Ministério Público de SP processa Worldcoin
O Ministério Público de São Paulo (MPSP) entrou com uma ação civil pública contra a Tools for Humanity, empresa responsável pelo projeto Worldcoin, e também contra a Amazon Web Services (AWS). A ação pede uma indenização de R$ 240 milhões por supostos abusos relacionados à coleta de dados biométricos de cidadãos brasileiros.
O processo reacende um debate importante sobre privacidade, proteção de dados pessoais, uso da biometria e os limites da tecnologia blockchain. Segundo o Ministério Público, milhares de pessoas teriam sido incentivadas financeiramente a realizar o escaneamento da íris sem receber informações claras sobre como seus dados seriam utilizados.

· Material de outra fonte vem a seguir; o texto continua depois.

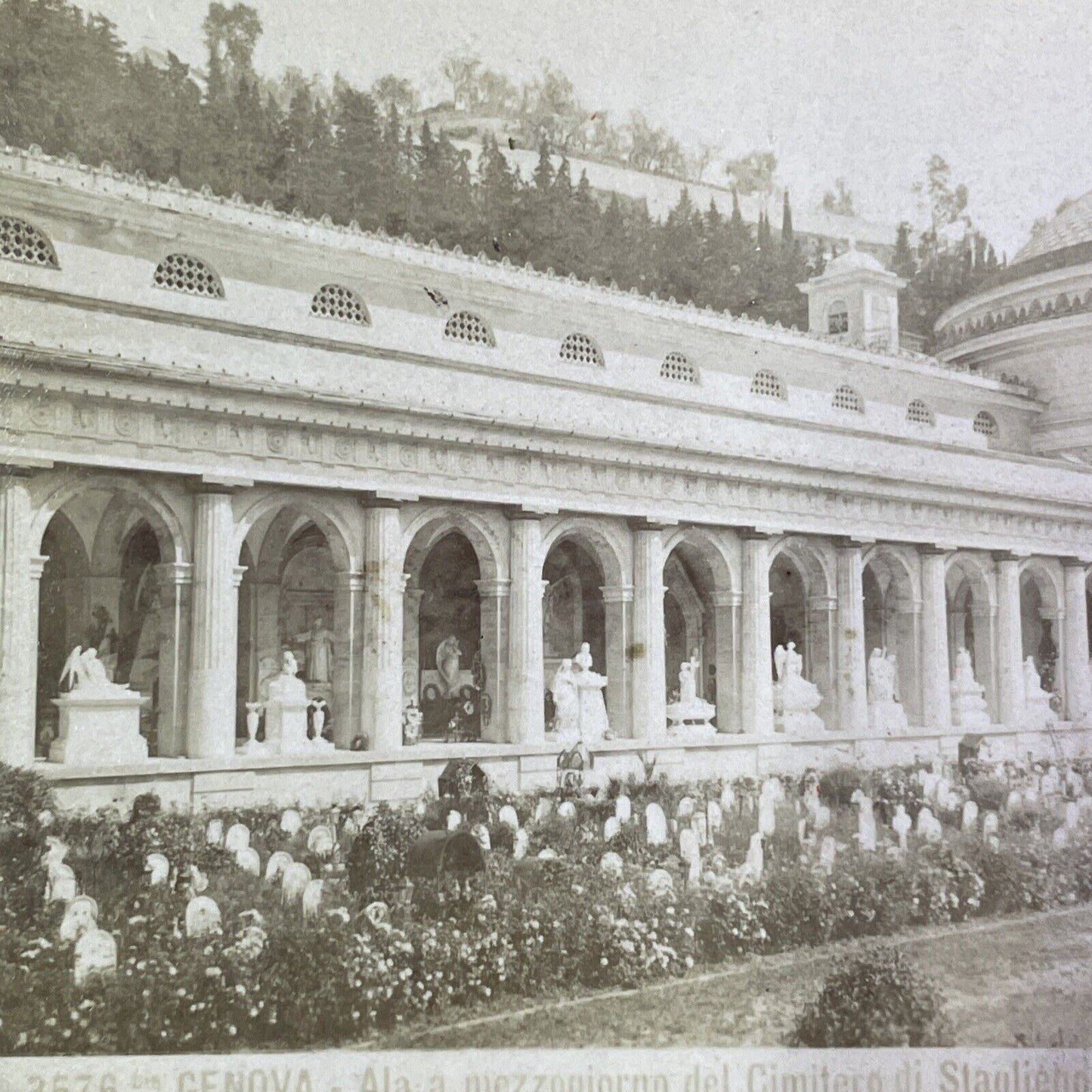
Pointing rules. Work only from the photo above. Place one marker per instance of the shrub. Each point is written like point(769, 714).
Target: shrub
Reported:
point(377, 861)
point(874, 998)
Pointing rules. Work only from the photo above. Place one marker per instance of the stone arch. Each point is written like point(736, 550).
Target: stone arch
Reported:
point(891, 591)
point(1042, 601)
point(972, 618)
point(427, 527)
point(165, 520)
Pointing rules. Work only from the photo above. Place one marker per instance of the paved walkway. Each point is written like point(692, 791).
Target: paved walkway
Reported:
point(1005, 981)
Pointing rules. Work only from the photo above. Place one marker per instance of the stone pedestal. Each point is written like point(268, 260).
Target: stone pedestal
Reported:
point(100, 729)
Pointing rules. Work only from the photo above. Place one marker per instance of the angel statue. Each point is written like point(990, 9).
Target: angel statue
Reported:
point(85, 672)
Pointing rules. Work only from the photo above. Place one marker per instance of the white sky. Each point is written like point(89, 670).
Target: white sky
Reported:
point(859, 88)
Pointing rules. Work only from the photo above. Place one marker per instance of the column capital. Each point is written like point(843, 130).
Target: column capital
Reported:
point(373, 500)
point(493, 589)
point(175, 572)
point(617, 593)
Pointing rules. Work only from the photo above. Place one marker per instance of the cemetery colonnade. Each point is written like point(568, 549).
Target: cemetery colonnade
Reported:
point(944, 599)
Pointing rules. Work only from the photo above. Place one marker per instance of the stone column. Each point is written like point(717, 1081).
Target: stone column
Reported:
point(527, 686)
point(345, 694)
point(1075, 642)
point(211, 713)
point(385, 583)
point(618, 611)
point(725, 620)
point(647, 650)
point(852, 677)
point(1010, 694)
point(175, 581)
point(20, 572)
point(493, 601)
point(936, 694)
point(757, 667)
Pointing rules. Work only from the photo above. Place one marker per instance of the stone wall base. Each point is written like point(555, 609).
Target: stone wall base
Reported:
point(363, 777)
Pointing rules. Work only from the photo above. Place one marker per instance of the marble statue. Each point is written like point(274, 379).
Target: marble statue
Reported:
point(566, 704)
point(448, 655)
point(795, 698)
point(689, 716)
point(96, 952)
point(590, 685)
point(286, 713)
point(100, 719)
point(969, 706)
point(320, 643)
point(1038, 714)
point(886, 716)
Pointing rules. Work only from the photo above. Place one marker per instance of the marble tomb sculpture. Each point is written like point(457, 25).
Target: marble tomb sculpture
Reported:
point(690, 716)
point(794, 697)
point(100, 719)
point(969, 706)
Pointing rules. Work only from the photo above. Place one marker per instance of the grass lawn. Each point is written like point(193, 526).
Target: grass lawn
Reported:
point(1028, 977)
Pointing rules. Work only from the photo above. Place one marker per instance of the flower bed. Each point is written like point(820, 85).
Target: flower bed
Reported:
point(274, 977)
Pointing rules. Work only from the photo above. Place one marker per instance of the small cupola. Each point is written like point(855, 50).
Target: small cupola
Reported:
point(856, 301)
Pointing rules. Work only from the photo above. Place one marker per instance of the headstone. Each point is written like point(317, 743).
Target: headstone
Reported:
point(728, 800)
point(81, 914)
point(203, 917)
point(294, 880)
point(611, 865)
point(688, 846)
point(655, 824)
point(660, 883)
point(378, 914)
point(311, 900)
point(61, 886)
point(275, 866)
point(237, 838)
point(249, 862)
point(96, 952)
point(159, 869)
point(321, 841)
point(520, 844)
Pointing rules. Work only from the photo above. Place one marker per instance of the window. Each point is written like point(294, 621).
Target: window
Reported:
point(846, 398)
point(336, 302)
point(186, 273)
point(985, 424)
point(468, 326)
point(677, 367)
point(838, 318)
point(23, 243)
point(918, 413)
point(580, 348)
point(769, 385)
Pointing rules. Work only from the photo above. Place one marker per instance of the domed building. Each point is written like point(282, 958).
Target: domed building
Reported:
point(1035, 324)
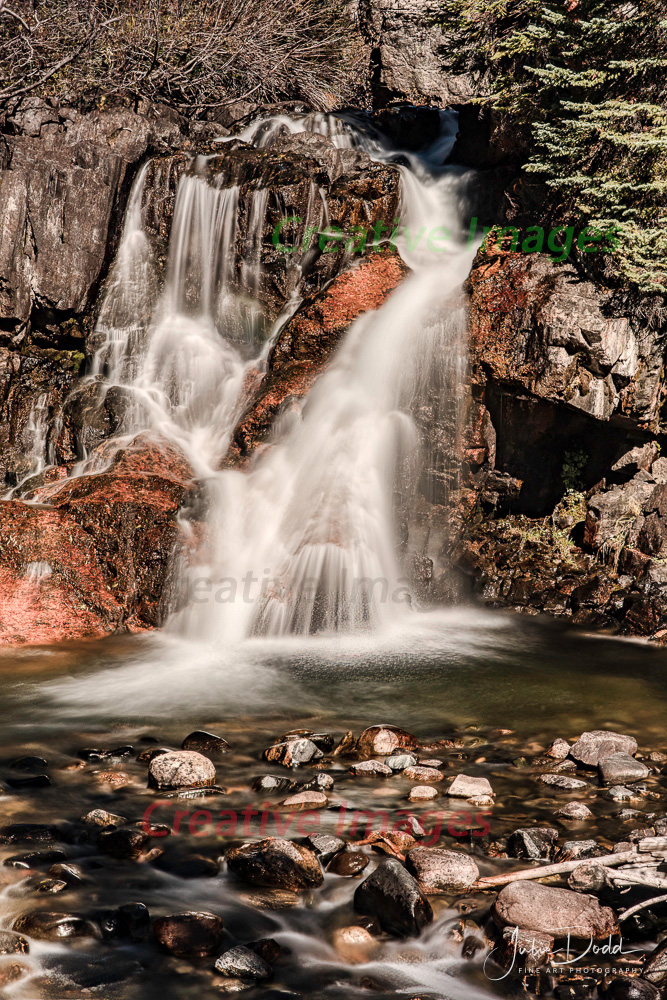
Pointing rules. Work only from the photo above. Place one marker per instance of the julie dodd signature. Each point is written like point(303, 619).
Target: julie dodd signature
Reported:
point(533, 952)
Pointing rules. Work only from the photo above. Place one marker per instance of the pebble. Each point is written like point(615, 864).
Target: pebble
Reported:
point(306, 800)
point(593, 747)
point(536, 843)
point(440, 870)
point(13, 944)
point(205, 743)
point(100, 817)
point(181, 769)
point(400, 761)
point(574, 811)
point(348, 863)
point(562, 781)
point(466, 787)
point(426, 774)
point(619, 768)
point(242, 963)
point(53, 926)
point(372, 769)
point(385, 740)
point(192, 933)
point(422, 793)
point(559, 749)
point(325, 846)
point(533, 906)
point(354, 944)
point(293, 753)
point(275, 863)
point(393, 897)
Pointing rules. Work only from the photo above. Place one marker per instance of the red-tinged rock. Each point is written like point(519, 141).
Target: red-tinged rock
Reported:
point(96, 559)
point(307, 343)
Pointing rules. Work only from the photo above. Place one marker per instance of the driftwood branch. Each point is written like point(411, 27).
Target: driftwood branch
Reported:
point(544, 871)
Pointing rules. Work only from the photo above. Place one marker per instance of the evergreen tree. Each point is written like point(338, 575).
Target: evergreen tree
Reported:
point(585, 84)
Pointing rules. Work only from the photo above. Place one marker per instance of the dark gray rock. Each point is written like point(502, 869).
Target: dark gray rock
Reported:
point(655, 966)
point(53, 926)
point(620, 767)
point(325, 846)
point(275, 863)
point(242, 963)
point(536, 843)
point(393, 896)
point(630, 988)
point(190, 933)
point(204, 742)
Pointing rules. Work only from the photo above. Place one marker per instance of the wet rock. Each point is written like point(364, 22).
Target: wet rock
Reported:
point(348, 863)
point(630, 988)
point(574, 811)
point(322, 782)
point(466, 787)
point(323, 741)
point(385, 740)
point(354, 944)
point(535, 947)
point(181, 769)
point(204, 742)
point(242, 963)
point(593, 747)
point(100, 817)
point(532, 906)
point(191, 933)
point(130, 921)
point(30, 781)
point(655, 966)
point(13, 944)
point(559, 749)
point(371, 769)
point(425, 774)
point(572, 850)
point(619, 793)
point(325, 846)
point(562, 781)
point(271, 784)
point(588, 877)
point(69, 873)
point(29, 764)
point(126, 841)
point(293, 753)
point(393, 896)
point(536, 843)
point(306, 800)
point(440, 870)
point(27, 833)
point(34, 859)
point(195, 866)
point(422, 793)
point(53, 926)
point(276, 863)
point(620, 767)
point(400, 761)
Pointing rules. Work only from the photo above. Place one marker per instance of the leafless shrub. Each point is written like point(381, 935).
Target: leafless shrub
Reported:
point(193, 54)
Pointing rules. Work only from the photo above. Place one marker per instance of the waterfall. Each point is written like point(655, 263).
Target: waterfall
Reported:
point(306, 541)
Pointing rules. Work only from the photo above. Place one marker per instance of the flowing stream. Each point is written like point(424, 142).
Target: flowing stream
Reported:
point(296, 610)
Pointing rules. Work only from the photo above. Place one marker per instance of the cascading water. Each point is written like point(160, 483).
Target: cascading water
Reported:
point(306, 542)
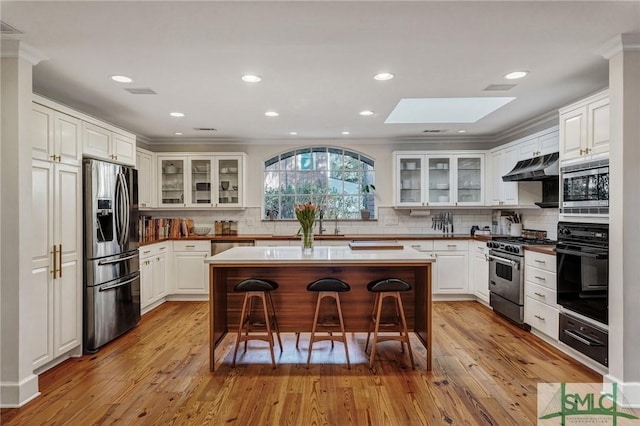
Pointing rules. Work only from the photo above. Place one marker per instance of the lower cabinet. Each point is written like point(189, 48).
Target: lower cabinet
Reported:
point(451, 269)
point(540, 309)
point(190, 273)
point(154, 270)
point(479, 270)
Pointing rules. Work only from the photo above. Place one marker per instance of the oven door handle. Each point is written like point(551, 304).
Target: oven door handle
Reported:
point(581, 339)
point(599, 256)
point(503, 260)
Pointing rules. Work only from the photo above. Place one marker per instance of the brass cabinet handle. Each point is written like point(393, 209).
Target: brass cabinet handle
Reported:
point(60, 262)
point(55, 261)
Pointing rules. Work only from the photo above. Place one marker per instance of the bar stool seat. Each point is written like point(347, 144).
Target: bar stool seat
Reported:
point(327, 287)
point(388, 287)
point(260, 289)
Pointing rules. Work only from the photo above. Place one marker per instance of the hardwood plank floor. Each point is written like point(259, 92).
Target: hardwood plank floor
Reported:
point(484, 372)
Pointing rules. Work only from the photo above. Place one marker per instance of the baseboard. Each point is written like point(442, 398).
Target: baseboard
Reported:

Neste artigo, você entenderá os detalhes da ação, o funcionamento da Worldcoin, as acusações apresentadas pelas autoridades brasileiras e os possíveis impactos para o mercado de criptomoedas.
O que é a Worldcoin?
A Worldcoin é um projeto internacional criado pela empresa Tools for Humanity com o objetivo de desenvolver uma identidade digital global conhecida como World ID.
O sistema utiliza um equipamento chamado Orb, responsável por realizar o escaneamento da íris do usuário. A partir dessa leitura biométrica, é criada uma identidade digital que busca comprovar que aquela pessoa é um ser humano único.
Como incentivo para aderir ao projeto, muitos participantes recebem criptomoedas do ecossistema Worldcoin.
Segundo seus idealizadores, a iniciativa pretende facilitar a autenticação digital, combater fraudes e preparar a sociedade para um futuro em que a inteligência artificial será capaz de criar identidades falsas cada vez mais sofisticadas.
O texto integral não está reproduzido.